High-pressure fuel, which is to be injected through the injection holes, is supplied to the fuel sump chamber. The high-pressure fuel leaks through a clearance between the sliding portion and the guide portion.
A fuel injection valve of a common rail type fuel injection system as a fuel injection system of a diesel engine disclosed in Unexamined Japanese Patent Application Publication No. 2003-166457 includes a nozzle needle, a nozzle body, a body for holding the nozzle body, and a command piston. The command piston reciprocates inside the body to directly or indirectly move the nozzle needle. A control chamber is formed on a side of the command piston opposite from the nozzle needle. The fuel pressure in the control chamber can be changed by opening or closing an electromagnetic valve. When the electromagnetic valve is closed, the high-pressure fuel is supplied into the control chamber, and the control chamber is filled with the high-pressure fuel. A sliding portion of the command piston and a guide portion of the body can slide on each other. When the control chamber is filled with the high-pressure fuel, the high-pressure fuel leaks through the clearance between the sliding portion of the command piston and the guide portion of the body.
The sliding portion of the nozzle needle, the guide portion of the nozzle body and the fuel sump chamber constitute an in-high-pressure-oil sliding part for storing high-pressure hydraulic oil inside.

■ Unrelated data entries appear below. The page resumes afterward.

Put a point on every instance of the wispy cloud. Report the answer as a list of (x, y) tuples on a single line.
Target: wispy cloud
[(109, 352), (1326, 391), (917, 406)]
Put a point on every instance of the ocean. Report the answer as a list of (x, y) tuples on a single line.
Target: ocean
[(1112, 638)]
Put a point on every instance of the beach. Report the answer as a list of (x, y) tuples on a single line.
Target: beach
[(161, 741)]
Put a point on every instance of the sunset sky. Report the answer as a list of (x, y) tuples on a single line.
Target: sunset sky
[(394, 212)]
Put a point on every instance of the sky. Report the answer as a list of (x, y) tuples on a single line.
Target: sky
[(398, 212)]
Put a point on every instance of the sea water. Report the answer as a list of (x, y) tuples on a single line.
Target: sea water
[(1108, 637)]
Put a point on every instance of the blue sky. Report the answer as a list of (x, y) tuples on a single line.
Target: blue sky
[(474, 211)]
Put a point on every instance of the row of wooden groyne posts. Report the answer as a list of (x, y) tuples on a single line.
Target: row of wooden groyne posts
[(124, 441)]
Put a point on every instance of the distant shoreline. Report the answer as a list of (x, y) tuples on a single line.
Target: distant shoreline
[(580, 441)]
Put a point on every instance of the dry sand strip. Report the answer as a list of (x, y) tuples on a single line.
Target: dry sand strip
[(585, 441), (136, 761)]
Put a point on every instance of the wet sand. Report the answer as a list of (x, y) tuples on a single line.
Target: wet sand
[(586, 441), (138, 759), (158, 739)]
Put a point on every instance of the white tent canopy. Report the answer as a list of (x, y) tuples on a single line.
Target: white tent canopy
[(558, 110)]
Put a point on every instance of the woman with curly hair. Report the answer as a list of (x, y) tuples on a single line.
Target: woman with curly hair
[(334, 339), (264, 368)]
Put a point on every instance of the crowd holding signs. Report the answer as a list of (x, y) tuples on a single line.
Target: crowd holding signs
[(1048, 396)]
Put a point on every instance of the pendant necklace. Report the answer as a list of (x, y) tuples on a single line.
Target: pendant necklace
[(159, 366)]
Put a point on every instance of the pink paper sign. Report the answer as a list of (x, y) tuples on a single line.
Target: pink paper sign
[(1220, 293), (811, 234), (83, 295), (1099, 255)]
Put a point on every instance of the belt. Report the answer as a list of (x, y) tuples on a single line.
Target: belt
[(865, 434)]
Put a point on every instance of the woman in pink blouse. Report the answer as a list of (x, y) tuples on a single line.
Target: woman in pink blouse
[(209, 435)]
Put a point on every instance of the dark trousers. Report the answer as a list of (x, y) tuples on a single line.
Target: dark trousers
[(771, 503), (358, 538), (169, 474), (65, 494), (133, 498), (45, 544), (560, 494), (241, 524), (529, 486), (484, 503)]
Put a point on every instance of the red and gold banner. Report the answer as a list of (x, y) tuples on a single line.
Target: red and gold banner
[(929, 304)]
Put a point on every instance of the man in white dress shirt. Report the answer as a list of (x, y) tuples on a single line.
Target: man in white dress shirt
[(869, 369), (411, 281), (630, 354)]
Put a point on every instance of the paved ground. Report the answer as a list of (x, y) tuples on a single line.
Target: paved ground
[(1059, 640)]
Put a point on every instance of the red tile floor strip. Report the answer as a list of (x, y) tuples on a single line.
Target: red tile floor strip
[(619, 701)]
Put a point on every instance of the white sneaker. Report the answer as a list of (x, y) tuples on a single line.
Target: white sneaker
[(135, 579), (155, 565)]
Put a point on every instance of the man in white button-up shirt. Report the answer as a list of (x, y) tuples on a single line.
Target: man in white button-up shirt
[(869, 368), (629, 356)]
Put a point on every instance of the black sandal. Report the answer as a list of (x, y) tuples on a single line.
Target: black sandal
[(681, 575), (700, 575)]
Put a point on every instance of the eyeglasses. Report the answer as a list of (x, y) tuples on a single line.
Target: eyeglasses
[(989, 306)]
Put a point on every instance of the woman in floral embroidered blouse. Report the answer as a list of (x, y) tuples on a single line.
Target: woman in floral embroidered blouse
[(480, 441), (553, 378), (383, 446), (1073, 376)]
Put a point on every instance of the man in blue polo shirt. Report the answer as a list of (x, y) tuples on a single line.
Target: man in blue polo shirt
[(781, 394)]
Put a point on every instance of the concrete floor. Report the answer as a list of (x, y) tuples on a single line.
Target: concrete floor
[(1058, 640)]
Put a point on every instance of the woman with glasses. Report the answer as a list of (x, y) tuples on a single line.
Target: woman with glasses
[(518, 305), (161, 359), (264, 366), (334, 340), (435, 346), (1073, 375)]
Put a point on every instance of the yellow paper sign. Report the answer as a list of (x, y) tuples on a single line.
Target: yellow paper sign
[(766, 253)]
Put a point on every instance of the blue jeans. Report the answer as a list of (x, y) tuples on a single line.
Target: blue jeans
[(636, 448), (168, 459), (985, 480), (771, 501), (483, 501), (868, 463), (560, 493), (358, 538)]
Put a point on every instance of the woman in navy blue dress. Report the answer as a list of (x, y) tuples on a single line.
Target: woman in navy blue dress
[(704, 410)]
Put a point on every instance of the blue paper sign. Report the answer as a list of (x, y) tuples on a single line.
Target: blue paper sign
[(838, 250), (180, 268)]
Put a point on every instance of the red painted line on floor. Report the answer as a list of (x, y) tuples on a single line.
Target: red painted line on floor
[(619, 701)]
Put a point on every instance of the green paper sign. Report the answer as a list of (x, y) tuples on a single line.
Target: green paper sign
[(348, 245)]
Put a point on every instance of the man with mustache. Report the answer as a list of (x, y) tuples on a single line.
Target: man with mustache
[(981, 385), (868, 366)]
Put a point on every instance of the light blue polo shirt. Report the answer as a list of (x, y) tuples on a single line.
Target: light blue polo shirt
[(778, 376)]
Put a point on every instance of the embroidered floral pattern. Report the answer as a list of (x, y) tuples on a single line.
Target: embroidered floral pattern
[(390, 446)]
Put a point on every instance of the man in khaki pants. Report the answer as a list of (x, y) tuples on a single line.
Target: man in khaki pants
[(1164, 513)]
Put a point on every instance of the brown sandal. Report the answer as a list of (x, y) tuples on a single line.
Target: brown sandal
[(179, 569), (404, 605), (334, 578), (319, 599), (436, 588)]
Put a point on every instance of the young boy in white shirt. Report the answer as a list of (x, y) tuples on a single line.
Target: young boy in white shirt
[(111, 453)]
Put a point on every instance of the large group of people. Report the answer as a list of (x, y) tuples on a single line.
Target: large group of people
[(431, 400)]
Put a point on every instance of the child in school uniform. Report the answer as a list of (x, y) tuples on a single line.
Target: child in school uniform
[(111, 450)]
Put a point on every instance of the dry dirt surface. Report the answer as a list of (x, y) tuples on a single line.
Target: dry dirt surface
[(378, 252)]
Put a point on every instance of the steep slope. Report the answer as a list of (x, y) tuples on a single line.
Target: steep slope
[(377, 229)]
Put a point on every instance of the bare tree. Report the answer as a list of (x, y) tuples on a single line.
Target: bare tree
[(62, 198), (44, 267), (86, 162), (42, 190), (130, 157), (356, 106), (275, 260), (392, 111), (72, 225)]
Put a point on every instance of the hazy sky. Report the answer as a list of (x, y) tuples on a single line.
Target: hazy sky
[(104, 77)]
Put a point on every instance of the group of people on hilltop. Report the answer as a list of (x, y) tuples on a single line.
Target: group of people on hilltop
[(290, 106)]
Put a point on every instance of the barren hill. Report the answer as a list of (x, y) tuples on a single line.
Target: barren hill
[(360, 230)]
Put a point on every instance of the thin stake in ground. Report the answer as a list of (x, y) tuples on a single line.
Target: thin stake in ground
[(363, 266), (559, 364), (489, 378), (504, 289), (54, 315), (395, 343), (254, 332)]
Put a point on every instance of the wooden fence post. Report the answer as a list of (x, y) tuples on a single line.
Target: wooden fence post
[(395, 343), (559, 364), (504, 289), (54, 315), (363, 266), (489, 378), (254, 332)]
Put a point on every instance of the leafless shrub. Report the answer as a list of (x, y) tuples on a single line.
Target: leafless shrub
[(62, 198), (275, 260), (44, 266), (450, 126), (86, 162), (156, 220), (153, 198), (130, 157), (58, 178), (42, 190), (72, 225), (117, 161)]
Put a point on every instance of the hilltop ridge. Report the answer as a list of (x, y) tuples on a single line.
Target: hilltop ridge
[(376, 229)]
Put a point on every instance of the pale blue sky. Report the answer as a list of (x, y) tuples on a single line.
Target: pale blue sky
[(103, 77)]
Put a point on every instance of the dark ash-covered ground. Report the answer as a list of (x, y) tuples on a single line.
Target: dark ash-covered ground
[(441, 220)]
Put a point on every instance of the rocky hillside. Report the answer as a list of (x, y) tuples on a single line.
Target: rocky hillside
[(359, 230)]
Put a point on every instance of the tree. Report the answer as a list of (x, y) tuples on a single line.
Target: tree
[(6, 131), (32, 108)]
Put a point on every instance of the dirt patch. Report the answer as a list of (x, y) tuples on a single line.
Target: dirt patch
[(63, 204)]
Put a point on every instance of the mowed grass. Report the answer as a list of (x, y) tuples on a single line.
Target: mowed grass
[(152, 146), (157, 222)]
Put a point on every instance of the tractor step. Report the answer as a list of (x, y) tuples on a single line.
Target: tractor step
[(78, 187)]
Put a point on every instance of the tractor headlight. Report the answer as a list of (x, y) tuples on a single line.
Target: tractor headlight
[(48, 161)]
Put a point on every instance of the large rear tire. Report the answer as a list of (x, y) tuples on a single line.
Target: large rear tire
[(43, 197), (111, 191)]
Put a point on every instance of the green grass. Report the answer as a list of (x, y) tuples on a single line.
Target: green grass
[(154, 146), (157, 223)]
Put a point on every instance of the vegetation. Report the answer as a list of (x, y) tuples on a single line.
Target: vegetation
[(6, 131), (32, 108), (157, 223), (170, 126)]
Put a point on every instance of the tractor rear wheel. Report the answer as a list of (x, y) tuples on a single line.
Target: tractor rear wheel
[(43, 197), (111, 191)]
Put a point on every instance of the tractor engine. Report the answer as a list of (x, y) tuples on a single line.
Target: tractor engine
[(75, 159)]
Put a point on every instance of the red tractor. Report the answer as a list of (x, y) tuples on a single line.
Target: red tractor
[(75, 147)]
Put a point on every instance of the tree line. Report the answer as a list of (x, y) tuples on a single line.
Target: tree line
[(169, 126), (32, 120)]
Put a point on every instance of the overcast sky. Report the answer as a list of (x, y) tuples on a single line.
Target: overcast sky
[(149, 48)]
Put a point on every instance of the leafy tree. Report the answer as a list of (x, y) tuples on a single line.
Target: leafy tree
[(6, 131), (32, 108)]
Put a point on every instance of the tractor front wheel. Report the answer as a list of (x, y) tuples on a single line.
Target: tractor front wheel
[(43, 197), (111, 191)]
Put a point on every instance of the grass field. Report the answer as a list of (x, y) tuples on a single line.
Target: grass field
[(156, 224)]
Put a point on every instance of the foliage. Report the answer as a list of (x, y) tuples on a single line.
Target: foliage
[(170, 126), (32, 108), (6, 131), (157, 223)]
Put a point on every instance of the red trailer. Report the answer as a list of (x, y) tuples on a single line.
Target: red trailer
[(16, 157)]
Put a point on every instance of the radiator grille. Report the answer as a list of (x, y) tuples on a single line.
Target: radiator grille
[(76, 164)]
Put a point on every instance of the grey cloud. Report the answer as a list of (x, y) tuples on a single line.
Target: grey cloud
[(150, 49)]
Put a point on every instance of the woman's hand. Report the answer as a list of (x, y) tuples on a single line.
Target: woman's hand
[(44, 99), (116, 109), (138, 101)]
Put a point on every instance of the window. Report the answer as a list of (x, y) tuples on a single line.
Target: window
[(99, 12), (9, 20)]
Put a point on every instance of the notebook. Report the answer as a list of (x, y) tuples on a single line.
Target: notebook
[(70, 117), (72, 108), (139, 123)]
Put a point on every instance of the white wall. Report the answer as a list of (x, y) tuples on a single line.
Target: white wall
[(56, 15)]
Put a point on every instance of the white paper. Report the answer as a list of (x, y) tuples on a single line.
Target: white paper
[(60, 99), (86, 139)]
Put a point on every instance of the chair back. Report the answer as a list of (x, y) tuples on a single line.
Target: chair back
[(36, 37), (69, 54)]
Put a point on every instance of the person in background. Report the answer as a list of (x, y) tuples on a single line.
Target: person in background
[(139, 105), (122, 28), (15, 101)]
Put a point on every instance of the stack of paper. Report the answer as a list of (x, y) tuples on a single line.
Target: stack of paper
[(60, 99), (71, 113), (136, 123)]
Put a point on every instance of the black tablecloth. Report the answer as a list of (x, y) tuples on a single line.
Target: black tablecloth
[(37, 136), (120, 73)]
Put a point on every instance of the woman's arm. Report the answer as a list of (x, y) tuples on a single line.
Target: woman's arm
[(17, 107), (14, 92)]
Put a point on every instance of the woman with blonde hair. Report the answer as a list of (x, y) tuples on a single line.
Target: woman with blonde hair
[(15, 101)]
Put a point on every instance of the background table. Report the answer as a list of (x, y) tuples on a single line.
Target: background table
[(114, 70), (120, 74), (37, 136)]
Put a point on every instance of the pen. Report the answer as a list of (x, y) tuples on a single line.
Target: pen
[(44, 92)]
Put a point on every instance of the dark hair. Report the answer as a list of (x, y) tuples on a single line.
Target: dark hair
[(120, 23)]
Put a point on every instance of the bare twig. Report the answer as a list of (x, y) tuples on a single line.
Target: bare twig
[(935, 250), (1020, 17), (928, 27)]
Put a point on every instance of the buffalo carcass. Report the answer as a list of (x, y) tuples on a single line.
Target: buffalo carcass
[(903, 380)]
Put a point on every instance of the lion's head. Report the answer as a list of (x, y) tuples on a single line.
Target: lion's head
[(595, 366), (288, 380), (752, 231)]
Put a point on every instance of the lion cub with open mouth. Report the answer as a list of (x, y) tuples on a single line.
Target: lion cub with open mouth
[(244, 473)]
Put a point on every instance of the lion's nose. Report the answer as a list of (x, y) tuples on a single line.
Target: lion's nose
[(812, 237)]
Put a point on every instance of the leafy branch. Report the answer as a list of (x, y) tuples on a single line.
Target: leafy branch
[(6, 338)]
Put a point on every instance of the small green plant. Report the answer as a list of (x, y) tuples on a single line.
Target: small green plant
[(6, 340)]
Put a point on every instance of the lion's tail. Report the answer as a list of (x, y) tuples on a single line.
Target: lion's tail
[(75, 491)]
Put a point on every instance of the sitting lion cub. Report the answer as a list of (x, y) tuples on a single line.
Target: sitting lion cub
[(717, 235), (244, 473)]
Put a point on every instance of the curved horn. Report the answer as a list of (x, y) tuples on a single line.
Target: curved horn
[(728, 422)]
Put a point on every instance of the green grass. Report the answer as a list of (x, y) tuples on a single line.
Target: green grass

The sliding portion of the command piston, the guide portion of the body and the control chamber constitute another in-high-pressure-oil sliding part for storing the high-pressure hydraulic oil inside.
As shown in FIG. 6, in the in-high-pressure-oil sliding part, an inner periphery of the guide portion 12 on the fuel sump chamber 16 side is enlarged by deformation due to the high-pressure fuel stored in the fuel sump chamber 16. Accordingly, a clearance 451 between the inner periphery of the guide portion 12 and the sliding portion 32 of the nozzle needle on the fuel sump chamber 16 side is enlarged. Therefore, the fuel leak quantity increases as the fuel pressure increases.
In the above structure of the related art having the in-high-pressure-oil sliding part shown in FIG. 6, there is a possibility that the sliding portion 32 of the nozzle needle on a low-pressure side contacts the guide portion 12 of the nozzle body, and a pressure between the contacting surfaces of the sliding portion 32 and the guide portion 12 increases if the guide portion 12 is deformed by the high-pressure fuel. Therefore, there is a possibility that at least one of the sliding portion 32 of the nozzle needle on the low-pressure side (in an area A in FIG. 6) and the guide portion 12 of the nozzle body facing the sliding portion 32 on the low-pressure side (in the area A in FIG. 6) is abraded.
As a result, the clearance between the sliding portion 32 and the guide portion 12 will enlarge and the fuel leak quantity will increase.
In the technology of the related art having the command piston, the long command piston is reciprocated by changing the pressure in the control chamber, of which pressure is changed by opening or closing the electromagnetic valve. Therefore, there is a possibility that the clearance between the command piston and the body enlarges and the fuel leak quantity further increases.